Grâce à cette technique, non seulement la luminosité est plus forte et plus longue, mais elle peut également être rechargée. La fine pellicule formée par les nanoparticules se situant dans la zone de photosynthèse, elle peut aisément absorber la lumière du Soleil ou celle d’une lampe LED. Après seulement 10 secondes d’exposition à une lampe LED bleue, les plantes modifiées peuvent émettre de la lumière pendant environ une heure — la lumière est à son maximum d’intensité pendant 5 minutes puis diminue peu à peu. Cela signifie que l’utilisation courte d’une « vraie » lampe pourrait suffire à une utilisation prolongée d’une plante luminescente — un rendement tout à fait intéressant.
À quand des plantes luminescentes de chevet ?
Ce développement scientifique est destiné à être utilisé, un jour, dans la vraie vie, en dehors des laboratoires.

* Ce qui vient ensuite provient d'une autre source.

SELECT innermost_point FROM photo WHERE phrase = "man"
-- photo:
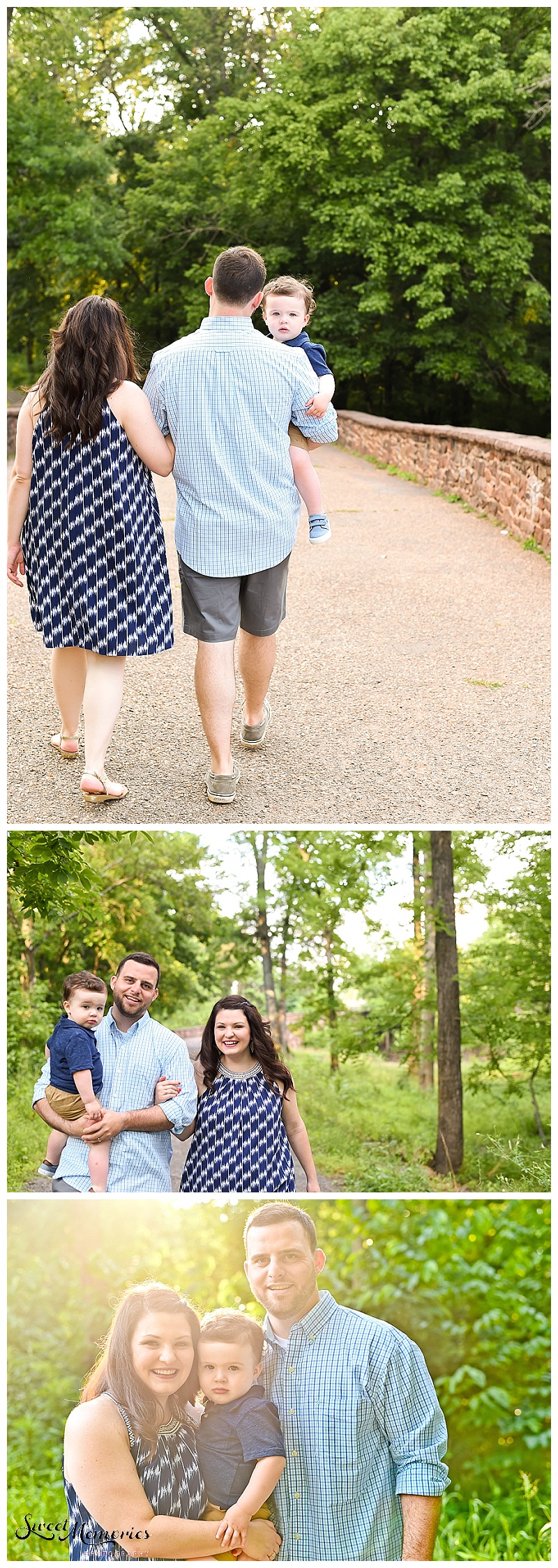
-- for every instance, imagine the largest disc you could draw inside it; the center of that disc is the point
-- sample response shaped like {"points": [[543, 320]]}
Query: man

L’équipe de recherche a donc continuellement cet objectif en tête. Leurs résultats montrent qu’une diversité de plantes peut devenir luminescente grâce à ce système — du cresson comme lors des premiers tests, mais aussi du basilic et du tabac. Cela fonctionne également avec une plante surnommée « oreille d’éléphant », qui peut mesurer jusqu’à 1 mètre de diamètre — de quoi l’envisager pour de l’éclairage public.
Associer une plante luminescente à des dispositifs diffusant davantage la lumière est également faisable. Les auteurs montrent qu’il est possible d’« utiliser de grandes lentilles, comme une lentille de Fresnel, pour transférer notre lumière amplifiée sur une distance supérieure à un mètre », ce qui est constitue « un bon pas vers la création d’un éclairage à une échelle que les gens pourraient utiliser ».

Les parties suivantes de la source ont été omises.